Back to this piece of yours I'd appreciate your thoughts on a Chinese research book I discovered going back to some of my early pandemic readings when I was taking in a lot of US foreign policy writings and official Chinese media stories. I read the following Foreign Affairs article in March, 2020. Foreign Affairs is perhaps the most influential foreign policy publication in the world, A Council on Foreign Relations production:
Past Pandemics Exposed China’s Weaknesses
The Current One Highlights Its Strengths
Foreign Affairs, March 27, 2020
https://web.archive.org/web/20200328050913/https://www.foreignaffairs.com/articles/china/2020-03-27/past-pandemics-exposed-chinas-weaknesses
The book I'm very interested in your thoughts about is:
Rural Health Care Delivery
Modern China from the Perspective of Disease Politics
Springer-Verlag Berlin Heidelberg, 2013
('GET' .pdf download)
http://library.lol/main/DB87C08A174B849E1EB0476138787AED
It is a long book, I list some of the chapters and sections that I found most interesting in my stack that I introduce it on for those who don't have the time to read it in it's entirety they can use this as a guide to the essentials in it:
https://freedomfox.substack.com/p/the-devious-use-of-infectious-disease
The book introduces me to the concept of the Chinese "Double-Discipline" model of governance. External and Internal discipline. External being the heavy handed applied discipline of police and courts, authorities flexing muscle. Internal being the lighter touch of propaganda, indoctrination, re-education, mind managers.

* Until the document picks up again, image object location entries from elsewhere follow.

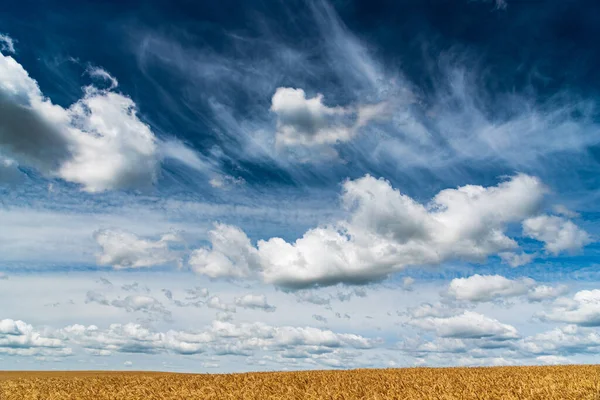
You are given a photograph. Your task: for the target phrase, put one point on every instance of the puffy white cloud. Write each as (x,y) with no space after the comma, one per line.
(557,233)
(254,301)
(385,232)
(7,44)
(231,254)
(479,288)
(515,259)
(196,293)
(544,292)
(141,303)
(133,303)
(308,122)
(216,303)
(123,249)
(20,338)
(563,211)
(482,288)
(98,142)
(563,341)
(219,338)
(582,310)
(468,325)
(101,73)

The double-discipline model the book describes was useful to transform "The Sick Man of Asia" full of individualists and nationalists into a collectivist authoritarian governing system. Break an existing unruly population in hard with heavy external disciplinary actions. While indoctrinating the nation, particularly young, impressionable minds so they desire to place the needs of others, society above themselves, do as they are told because they believe it to be the right thing to do, virtuously, allows the heavy hand of external discipline to retreat into the background, high levels of voluntary compliance.

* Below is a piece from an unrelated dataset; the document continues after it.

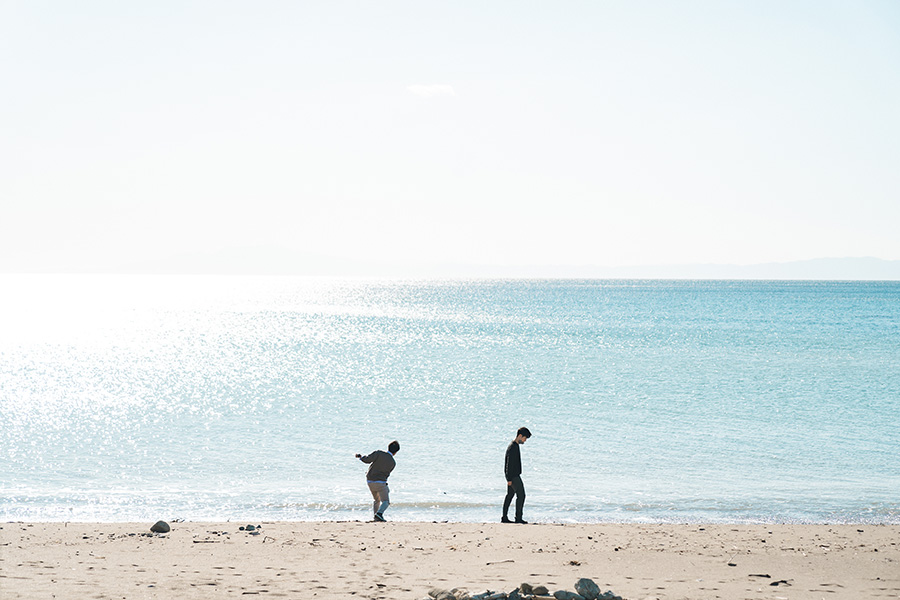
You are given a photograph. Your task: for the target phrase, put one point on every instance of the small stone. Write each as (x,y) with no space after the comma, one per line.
(587,588)
(160,527)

Disease Politics. Fear of disease proving to be most useful in fundamentally transforming a nation to adopt a collectivist authoritarian form of government, how consent is manufactured for totalitarianism. And the fact that Foreign Affairs, the CFR's mouthpiece referenced this book in March, 2020, as the entire free world shifted from a western liberal democratic response to pandemics, protecting individual civil rights and liberties into a global collectivist authoritarian/totalitarian response is more than a coincidence. With your background in China perhaps you can share more understanding on this than my reading alone has given me?
Congrats on breaking free from academia. It was once a noble institution, but it's been so thoroughly corrupted that I'm not sure any good can come from it anymore. I can see the future going one of two ways -- either a new dark age or a new Renaissance powered by independent scholars on the internet. Substack gives me some hope for the latter vision.